"[About touch receptors] the brain reads the firings and stop firings like Morse code and registers smooth, raspy, cold." (A Natural History of the Senses, Diane Ackerman, pg. 80) Artist Statement: When the reading mentioned our brain recognizing textures, I thought about how our brains can also associate words with their physical form without needing a visual. I painted the words "rough" and "smooth" in morse code, and while someone might not know what the code says, they would be able to distinguish the two by touching the canvas and feeling the code for themselves.
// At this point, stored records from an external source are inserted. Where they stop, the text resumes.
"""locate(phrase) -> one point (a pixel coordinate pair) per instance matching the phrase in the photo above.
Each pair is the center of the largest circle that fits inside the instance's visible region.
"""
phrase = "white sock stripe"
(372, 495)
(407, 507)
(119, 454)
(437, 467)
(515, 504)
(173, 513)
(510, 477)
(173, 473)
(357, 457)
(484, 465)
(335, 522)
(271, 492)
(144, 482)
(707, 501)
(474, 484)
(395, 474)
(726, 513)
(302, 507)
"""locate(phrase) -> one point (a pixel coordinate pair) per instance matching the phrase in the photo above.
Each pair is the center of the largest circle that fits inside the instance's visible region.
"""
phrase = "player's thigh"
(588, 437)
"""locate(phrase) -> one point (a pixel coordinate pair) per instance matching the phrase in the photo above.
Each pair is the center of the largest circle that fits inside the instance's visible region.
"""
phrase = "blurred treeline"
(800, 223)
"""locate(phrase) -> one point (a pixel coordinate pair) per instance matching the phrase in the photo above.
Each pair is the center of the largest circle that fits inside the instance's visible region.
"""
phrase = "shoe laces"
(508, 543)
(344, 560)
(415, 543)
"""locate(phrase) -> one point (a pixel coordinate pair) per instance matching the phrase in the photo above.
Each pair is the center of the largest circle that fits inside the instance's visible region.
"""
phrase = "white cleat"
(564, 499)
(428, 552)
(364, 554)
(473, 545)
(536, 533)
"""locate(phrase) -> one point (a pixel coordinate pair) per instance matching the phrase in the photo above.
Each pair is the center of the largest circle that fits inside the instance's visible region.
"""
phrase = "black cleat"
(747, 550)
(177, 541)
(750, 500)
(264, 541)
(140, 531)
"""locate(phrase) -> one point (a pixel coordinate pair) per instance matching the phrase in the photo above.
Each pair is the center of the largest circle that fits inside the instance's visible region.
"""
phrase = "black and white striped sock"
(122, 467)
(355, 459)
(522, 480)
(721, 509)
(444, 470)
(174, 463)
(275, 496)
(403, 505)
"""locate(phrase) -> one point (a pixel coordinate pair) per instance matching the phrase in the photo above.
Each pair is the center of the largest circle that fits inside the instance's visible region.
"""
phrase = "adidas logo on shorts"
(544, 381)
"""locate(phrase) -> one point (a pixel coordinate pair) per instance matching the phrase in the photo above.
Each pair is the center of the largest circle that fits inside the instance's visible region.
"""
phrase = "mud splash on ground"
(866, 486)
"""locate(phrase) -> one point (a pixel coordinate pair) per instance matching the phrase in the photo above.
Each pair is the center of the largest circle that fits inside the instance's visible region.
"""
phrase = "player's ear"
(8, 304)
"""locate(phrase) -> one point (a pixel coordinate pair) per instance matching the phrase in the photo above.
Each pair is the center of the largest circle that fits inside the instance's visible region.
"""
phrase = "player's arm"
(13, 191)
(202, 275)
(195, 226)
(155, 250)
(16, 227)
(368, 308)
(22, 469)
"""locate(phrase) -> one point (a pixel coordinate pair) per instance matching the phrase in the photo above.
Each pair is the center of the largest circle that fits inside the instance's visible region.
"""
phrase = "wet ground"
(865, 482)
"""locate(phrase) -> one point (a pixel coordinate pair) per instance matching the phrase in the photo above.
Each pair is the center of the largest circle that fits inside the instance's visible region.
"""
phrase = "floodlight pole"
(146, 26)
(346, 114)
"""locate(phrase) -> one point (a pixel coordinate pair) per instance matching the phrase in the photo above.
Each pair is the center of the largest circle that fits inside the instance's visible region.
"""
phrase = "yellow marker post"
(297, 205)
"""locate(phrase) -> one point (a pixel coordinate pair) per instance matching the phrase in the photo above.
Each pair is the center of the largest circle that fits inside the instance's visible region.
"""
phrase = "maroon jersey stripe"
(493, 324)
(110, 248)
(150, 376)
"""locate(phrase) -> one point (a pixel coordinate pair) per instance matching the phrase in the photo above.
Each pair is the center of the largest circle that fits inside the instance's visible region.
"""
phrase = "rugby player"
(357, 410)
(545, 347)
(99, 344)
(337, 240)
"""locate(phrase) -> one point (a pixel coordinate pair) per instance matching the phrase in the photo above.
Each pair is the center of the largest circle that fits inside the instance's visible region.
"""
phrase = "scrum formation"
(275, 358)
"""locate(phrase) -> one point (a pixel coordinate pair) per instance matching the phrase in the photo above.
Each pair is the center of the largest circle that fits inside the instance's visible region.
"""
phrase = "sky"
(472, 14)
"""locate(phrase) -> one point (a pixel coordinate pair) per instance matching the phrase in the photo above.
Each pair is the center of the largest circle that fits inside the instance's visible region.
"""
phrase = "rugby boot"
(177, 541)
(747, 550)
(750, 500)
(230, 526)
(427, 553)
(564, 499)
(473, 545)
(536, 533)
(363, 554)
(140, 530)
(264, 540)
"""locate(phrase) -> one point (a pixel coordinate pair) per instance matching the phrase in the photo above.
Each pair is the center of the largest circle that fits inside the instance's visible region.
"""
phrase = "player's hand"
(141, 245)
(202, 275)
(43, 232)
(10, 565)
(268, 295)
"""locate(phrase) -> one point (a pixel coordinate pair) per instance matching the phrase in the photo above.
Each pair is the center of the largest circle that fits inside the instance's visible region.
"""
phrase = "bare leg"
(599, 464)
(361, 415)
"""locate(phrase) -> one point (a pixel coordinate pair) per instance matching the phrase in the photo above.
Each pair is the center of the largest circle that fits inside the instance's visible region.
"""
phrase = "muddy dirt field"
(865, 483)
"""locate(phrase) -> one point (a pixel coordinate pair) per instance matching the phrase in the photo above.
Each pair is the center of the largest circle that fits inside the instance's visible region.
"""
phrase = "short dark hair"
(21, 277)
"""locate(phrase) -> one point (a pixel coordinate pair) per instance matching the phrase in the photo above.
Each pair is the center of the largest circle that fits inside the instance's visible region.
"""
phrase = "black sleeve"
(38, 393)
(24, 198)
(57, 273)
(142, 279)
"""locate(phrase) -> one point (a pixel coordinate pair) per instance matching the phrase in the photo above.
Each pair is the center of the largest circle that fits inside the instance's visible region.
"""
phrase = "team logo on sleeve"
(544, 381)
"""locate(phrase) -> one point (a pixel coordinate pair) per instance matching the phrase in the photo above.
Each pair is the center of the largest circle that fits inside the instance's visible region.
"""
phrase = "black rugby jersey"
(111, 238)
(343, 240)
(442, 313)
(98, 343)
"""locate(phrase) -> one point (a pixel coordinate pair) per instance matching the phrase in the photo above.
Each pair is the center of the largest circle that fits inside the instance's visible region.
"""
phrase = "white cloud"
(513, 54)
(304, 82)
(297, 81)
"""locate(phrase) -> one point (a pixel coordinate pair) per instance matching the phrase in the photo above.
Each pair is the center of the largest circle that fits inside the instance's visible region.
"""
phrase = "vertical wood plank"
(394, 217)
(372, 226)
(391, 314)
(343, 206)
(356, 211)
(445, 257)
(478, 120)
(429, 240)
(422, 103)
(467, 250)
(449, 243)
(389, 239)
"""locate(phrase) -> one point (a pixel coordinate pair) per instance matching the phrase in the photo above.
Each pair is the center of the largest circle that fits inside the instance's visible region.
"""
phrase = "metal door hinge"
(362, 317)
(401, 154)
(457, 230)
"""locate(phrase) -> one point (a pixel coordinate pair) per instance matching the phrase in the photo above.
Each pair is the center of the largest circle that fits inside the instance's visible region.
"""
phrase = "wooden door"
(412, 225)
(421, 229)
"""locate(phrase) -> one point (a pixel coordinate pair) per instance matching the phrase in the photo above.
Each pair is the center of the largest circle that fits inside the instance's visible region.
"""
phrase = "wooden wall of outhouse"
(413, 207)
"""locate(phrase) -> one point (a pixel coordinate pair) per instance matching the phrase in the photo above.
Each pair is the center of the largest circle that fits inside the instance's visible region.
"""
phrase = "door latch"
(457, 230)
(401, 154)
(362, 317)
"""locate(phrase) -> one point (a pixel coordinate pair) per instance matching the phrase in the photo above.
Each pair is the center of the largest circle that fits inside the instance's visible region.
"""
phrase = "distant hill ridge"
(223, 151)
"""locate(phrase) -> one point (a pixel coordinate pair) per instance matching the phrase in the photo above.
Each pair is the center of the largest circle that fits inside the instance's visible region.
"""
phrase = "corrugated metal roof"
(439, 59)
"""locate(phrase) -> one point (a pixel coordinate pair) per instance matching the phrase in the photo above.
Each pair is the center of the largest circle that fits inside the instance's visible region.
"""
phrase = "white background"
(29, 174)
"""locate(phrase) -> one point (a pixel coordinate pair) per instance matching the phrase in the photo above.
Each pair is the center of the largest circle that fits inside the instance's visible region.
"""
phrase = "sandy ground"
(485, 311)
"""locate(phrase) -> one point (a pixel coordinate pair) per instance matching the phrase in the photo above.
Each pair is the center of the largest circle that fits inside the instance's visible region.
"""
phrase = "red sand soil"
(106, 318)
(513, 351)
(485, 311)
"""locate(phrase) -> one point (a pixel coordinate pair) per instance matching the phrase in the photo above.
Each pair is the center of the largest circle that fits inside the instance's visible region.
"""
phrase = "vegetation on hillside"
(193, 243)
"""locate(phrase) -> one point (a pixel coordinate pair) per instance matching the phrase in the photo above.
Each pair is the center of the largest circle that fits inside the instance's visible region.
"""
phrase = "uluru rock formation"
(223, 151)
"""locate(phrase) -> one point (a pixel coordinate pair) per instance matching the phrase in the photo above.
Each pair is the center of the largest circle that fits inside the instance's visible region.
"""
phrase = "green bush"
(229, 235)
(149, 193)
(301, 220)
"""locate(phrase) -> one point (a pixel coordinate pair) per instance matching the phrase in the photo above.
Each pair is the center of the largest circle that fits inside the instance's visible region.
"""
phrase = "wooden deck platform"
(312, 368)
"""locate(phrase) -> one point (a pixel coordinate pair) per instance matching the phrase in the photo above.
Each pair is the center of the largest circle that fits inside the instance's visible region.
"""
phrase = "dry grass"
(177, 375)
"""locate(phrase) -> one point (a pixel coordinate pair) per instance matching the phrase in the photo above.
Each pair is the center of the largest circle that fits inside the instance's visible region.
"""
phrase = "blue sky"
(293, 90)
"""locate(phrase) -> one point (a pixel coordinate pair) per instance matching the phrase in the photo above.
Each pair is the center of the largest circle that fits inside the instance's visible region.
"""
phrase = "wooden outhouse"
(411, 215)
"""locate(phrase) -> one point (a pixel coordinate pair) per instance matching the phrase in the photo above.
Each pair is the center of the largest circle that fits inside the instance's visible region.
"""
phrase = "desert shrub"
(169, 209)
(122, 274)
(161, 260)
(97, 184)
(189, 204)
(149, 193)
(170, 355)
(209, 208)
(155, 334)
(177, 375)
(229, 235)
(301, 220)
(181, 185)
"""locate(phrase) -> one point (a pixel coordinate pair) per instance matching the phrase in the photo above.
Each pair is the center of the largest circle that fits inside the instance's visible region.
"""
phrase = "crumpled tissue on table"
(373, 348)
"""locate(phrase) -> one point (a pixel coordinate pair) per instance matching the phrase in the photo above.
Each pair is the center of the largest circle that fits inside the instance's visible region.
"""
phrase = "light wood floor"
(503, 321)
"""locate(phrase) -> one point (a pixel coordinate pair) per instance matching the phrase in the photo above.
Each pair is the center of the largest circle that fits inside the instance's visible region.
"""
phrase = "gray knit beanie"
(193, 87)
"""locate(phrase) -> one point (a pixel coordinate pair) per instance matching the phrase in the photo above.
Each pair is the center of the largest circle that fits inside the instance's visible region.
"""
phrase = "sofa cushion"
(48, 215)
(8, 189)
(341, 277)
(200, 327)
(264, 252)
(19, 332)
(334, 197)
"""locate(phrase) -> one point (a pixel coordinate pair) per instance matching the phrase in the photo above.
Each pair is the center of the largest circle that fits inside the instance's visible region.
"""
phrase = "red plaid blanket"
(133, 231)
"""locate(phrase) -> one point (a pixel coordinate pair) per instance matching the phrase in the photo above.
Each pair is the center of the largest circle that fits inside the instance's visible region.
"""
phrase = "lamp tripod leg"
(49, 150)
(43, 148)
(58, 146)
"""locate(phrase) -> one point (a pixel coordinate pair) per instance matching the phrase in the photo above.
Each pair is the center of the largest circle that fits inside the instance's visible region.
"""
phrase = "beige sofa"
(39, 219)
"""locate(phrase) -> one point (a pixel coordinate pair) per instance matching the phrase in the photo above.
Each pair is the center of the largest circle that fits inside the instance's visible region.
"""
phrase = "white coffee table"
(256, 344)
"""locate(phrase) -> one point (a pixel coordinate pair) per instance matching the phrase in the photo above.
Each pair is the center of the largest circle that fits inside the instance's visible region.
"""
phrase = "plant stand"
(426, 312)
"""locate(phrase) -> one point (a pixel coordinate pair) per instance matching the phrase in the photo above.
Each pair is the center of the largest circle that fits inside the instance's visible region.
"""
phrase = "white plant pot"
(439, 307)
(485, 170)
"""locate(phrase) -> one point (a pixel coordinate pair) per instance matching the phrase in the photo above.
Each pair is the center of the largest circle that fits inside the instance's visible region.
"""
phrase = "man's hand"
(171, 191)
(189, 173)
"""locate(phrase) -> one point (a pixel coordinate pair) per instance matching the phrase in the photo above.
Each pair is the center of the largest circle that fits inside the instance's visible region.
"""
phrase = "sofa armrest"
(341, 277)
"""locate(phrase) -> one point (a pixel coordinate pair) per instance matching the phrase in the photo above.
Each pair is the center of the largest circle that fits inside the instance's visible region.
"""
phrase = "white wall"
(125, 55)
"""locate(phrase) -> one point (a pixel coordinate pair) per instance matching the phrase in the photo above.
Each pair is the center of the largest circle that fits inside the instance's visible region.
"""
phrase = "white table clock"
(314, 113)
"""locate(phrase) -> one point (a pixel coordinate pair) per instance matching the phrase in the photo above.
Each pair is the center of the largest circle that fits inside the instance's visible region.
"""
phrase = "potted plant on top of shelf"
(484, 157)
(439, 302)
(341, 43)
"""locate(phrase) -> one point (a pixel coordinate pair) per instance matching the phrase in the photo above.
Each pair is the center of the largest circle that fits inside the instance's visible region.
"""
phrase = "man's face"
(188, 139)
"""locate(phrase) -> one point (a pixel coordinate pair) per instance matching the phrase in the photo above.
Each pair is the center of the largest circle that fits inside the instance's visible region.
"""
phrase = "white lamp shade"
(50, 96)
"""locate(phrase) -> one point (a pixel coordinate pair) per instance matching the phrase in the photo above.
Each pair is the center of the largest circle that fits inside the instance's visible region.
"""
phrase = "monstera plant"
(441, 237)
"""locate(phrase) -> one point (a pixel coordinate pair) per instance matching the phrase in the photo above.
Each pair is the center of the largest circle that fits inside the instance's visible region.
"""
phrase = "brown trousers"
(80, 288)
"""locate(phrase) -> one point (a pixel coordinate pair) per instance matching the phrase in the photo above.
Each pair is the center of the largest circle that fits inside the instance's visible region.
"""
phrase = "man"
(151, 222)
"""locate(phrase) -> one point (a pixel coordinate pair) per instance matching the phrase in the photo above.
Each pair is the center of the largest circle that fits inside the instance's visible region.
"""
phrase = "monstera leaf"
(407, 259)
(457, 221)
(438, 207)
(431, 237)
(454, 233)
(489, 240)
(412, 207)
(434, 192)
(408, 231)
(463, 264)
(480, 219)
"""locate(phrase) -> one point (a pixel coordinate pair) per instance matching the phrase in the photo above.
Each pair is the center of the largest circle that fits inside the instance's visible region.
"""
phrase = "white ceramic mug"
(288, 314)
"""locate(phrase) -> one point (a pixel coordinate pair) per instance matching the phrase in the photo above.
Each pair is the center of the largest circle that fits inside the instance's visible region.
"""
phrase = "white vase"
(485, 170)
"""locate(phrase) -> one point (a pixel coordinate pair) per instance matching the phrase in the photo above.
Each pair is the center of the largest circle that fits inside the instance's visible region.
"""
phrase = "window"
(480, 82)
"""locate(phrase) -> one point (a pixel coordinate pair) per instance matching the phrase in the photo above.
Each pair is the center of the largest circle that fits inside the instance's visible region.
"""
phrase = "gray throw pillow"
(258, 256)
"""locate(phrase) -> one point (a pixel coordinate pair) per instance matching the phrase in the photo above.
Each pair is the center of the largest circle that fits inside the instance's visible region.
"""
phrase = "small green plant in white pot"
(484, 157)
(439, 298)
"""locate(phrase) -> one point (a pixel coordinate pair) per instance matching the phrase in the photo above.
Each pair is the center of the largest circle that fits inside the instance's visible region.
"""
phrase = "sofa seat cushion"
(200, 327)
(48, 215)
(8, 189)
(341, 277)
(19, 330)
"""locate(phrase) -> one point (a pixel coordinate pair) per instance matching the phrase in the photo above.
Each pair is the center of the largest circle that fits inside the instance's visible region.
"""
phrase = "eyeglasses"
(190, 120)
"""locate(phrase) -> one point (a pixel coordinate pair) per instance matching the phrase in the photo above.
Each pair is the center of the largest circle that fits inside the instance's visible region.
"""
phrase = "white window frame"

The code spelling out "rough" was painted on thick and globby while the word "smooth" was painted thinly and flat against the canvas. Just because we can't see something doesn't mean we can't describe it through our other senses, in this case that sense being touch. |
"Migraine" 6in x 6in, acrylic on canvas |
"English, which can express the thoughts of Hamlet and the tragedy of Lear, has no words for the shiver and the headache...let a sufferer try to describe a pain in his head to a doctor and language at once runs dry." (A Natural History of the Senses, Diane Ackerman, pg. 104) |
Artist Statement: I've had chronic migraines ever since I was little. I've never been able to get people to understand what it's like, and it's more than my head just hurting. When I have a migraine, I can barely function and it's awful when I have to be up and moving around. I tried to convey the feelings from a migraine in the paintings, but it still doesn't feel like enough. The crazy, scribbled lines are supposed to represent the fuzziness and "tv static" that takes over in my head when a migraine comes. The wavy lines are for the nausea, and those canvases are turned diagonally to make you as dizzy and uncomfortable as possible while looking at it. The strong black and white contrast represents my head (black) and the symptoms (white) and their sharp, intense effects they have on me. The strokes go from bold and solid to thin and broken up to show the ebb and flow that comes with the pain.